Que ESTIMANDO EN PARTE el recurso de apelación formulado por la representación de Dª. Piedad contra la sentencia dictada en fecha 11 de diciembre de 2007 por el Juzgado de Primera Instancia núm. en los autos de Divorcio nº 162/2007 de los que dimana el presente rollo, SE REVOCA EN PARTE la expresada resolución, ACORDANDO:

-Como régimen de visitas y permanencias entre madre e hijo, se establece: los fines de semana alternos desde la salida del centro escolar el viernes hasta la tarde del domingo, siendo la hora máxima de devolución las 21 horas; la totalidad de las vacaciones escolares de Semana Santa, la mitad de las vacaciones escolares de Navidad y la mitad de las vacaciones escolares de verano que quedarán distribuidas en dos periodos, comprendiendo el primero de ellos desde el día siguiente a la finalización del curso escolar, hasta el 31 de julio y el segundo período, desde el 1 de agosto hasta el día anterior al comienzo del curso escolar, correspondiendo la primera mitad de dichos periodos a la madre en los años pares y al padre en los impares y viceversa, todo ello sin perjuicio de los acuerdos que alcancen los padres.

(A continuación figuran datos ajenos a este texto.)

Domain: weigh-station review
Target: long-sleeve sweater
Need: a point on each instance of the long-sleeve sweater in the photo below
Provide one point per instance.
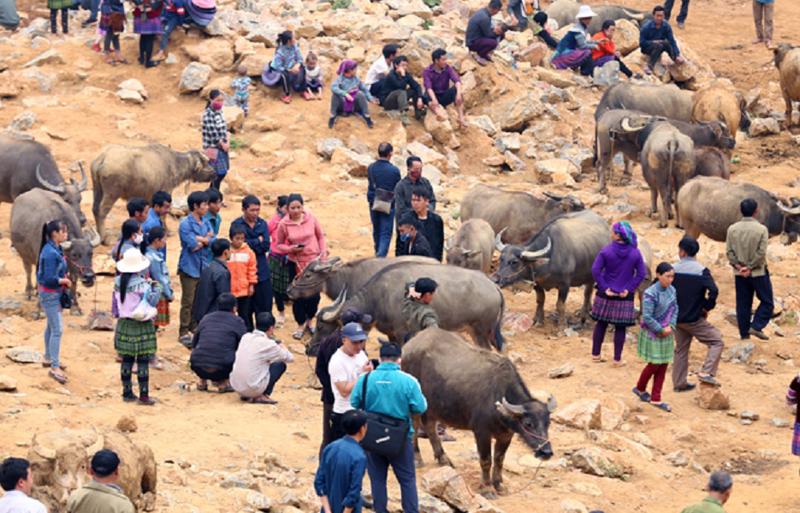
(618, 267)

- La división de la vivienda que constituye el domicilio familiar sita en Abrera, DIRECCION000 núm. NUM000 , que se llevará a cabo en ejecución de sentencia, con respeto del derecho de uso por los trámites establecidos en el artículo 552.11 del Codi Civil de Catalunya, LIBRO V aprobado por Ley 5/2006 de 10 de mayo relativa a los derechos reales.

Con mantenimiento de todo lo demás establecido y sin hacer expreso pronunciamiento en cuanto a las costas de la presente apelación.

Y firme que sea esta resolución, devuélvanse los autos originales al Juzgado de su procedencia, con testimonio de la misma para su cumplimiento.

Así por esta nuestra sentencia, de la que se unirá certificación al rollo, lo pronunciamos, mandamos y firmamos.

PUBLICACION.- Esta sentencia ha sido leída y publicada el mismo día de su fecha por el magistrado ponente, y se ha celebrado audiencia pública. DOY FE.